穏やかな日差し映える午後のモーリン宅。
 そこで、いきなり戦いの火蓋が切って落とされた。
 激しい金属のぶつかり合う音に、またか、と部屋で読書をしていたネスティは思った。
「あきないものだな、彼らも」
「テメエ、もう一度言ってみな」
「ああ、何度でも言うさ。あの人は私の護るべき人だ」
「本人の了解を得ずに何を言ってるんだか……」
 顔にも声にもあきれの混じるネスティだったが、さすがの彼も次の叫びには眉をひそめた。
「トリスは俺のモノだ!」
「君などに私のトリスは渡さない!」

FINAL DISTANCE

 甲高い音を立てて、シオンからトリスに渡されようとしていたどんぶりが割れ、熱い汁がトリスの胸を濡らした。
「きゃ?!」
「大丈夫ですか? トリス」
「すみません。どうやら器の底がひび割れていたようですね」
 そう言ってトリスの服をぬぐうシオン。
「あ、大丈夫だから。シオンさん」
 そう言ってトリスはシオンの手を辞退した。
(今、舌打ちが聞こえたのは気のせいですよね? シオンさん)
 たぬきソバを食べながら苦悩するロッカ。
 と、隣から袖をぎゅっとつかまれて、見ればハサハが青くなっている。
「大将さん……こわいの……」
(気のせいじゃなかったのか?!)
 常識の通じると思っていた人の思わぬ一面にロッカはちょっと泣きたくなった。
 それにお構いなくゆったり笑顔で作り直したソバをトリスに渡すシオン。
 その腹の内をが笑顔とは程遠いものと理解しているのは、ハサハのみだろう。
(私のいない所で何をしているのやら……)
 トリス達に背を向け、耳に手をやり、す、と目を酷薄に細める大将。
 彼の耳に届くのは、何処から手に入れたのやら盗聴器からj聞こえるリューグとシャムロックの声。
(全く……私がいなければ貴方はとっくにあの二人の餌食ですよ。分かっていますか? 私の主君よ)
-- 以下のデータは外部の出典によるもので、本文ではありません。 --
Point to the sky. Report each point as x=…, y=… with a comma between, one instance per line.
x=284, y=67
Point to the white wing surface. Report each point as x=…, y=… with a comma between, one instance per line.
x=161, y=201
 振り向き、何も知らずにソバを啜るトリスを、自分の将来の主君(彼予定)をいとおしげに見た。
 ちなみに彼の心の中にある『主』の文字は限りなく『細』に似ている。
(まあ、あの二人が共倒れしてくだされば、私と主君にも幸いなのですが……と?)
 彼の忍びとして鍛えられた耳は、剣戟の間に一つの足音を聞き取った。
(これはこれは……さらに共倒れしてくださると幸いな方が……)
「大将さん、おかわりください」
「はい、ただいま」
 アメルの声に、シオンは今度こそ本物の笑顔で応じた。
「二人ともそういうことは外でやってくれ!」
 リューグとシャムロックの修羅場に入るなり、ネスティはそう叫んだ。
 滅多に聞かない彼の大声に、二人は思わず手を止めた。
 あっけに取られた様子の二人に、ネスティは不機嫌に言い放つ。
「騒音公害だ。それと、貴方方がトリスをどう思おうと勝手だが」
 二人の目が剣呑な光を帯びる。が、彼は言い切った。
「そういう争いをするなら、まず彼女に断りを入れるべきだと僕は思うが?」
「「!!」」
 痛いところを突かれて動揺する二人を残し、ネスティはそこを後にした。
 部屋に戻ろうと思ったが、大声を出したせいで気分がささくれだち、読書どころではなかった。
 外に出る。
 無駄に出歩く事は彼の好むところではなかったが、最近はこうして一人で外を出歩く事が多くなった。
 あの二人の妹弟子をめぐる争いには巻き込まれないし、妹弟子に構われることもない。
 この前のレイムと名乗った男との戦い以来、ファナンのあちこちに不安そうな空気が、顔がある。
 モーリンとユエルはそれを払拭するべく、毎日頑張っている。
 そのお陰か、下町の賑わいはあんな事があった後なのに変わっていなかった。
 心地よいざわめきの中、ネスティは嘆息する。
「好かれ過ぎるのも考え物だな……」
 二人(今回はいなかったが、本当はシオンも入れて三人)のトリスをめぐる争いは、今に始まった事ではないが、最近とみにひどくなっている。
 原因はよく分かっている。
 機械遺跡にずっと隠されていた調律者と融機人の罪。
 自分の体に流れる血の、呪われた謂れを知り、トリスは一時期かなり精神的に追い詰められていた。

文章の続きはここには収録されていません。